In this painting, there is a mixture of aspects of Kichidō as a Nanga artist and the Shijō School. From the compositional point of view, from the top to the bottom of the painting, there are yellowish hollyhock, morning glory, and begonia evansiana are painted. Strange stones and bamboos are placed to connect each of them, making the painting the Nanga style expression. The artist’s taste is unique among Nanga artists in that he placed a praying mantis on a yellowish hollyhock and a grasshopper on a morning glory. From there, it can be seen that the photographic taste of the Shijō School, which has been passed down since Matsumura Goshun, remains strong.
Wild Goose in Reeds Painting
Utsumi Kichidō became a pupil of Shiokawa Bunrin, a painter of the Shijō School, and learned the technique of “sketching”. Bunrin was a unique painter among the Shijō School, who had a strong brushing style, was free-spirited, and seemed to orient toward Chinese-style painting. It is not surprising that Kichidō inherited this tendency from Bunrin, and after Bunrin’s death, he went to China and became independent as a Nanga painter.

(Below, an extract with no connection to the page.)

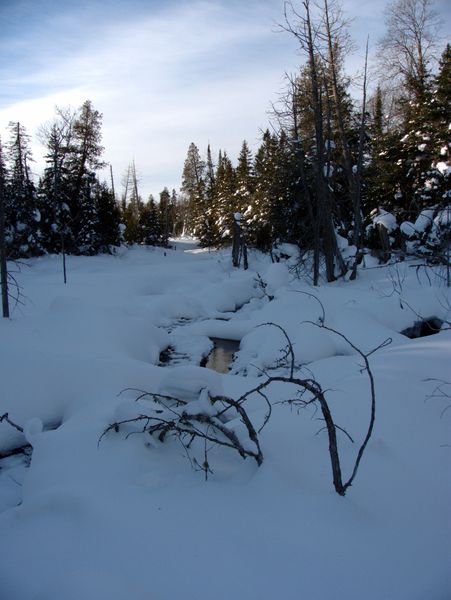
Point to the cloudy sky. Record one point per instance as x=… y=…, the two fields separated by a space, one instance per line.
x=163 y=73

This painting also shows this tendency, and rather than focusing on sketching, Kichidō is more interested in expressing the atmosphere and sentiment. The original work of this “Wild Geese Painting” by Kichidō was painted by Hara Zaichū during the Kansei period (1789-1801), and it can be said that it was restored by Kichidō. Therefore, we can see vestiges of the techniques of the Hara School in the expression of the reeds, the flying geese, and the rocks. In addition, the stylized expression of the water’s edge and the waves of the flying geese can be said to have followed the techniques of the Hara School. However, the expression of the transition from the lush green of the reeds to the withered reeds shows ambiguous tastes, which seems to express Kichidō’s feelings.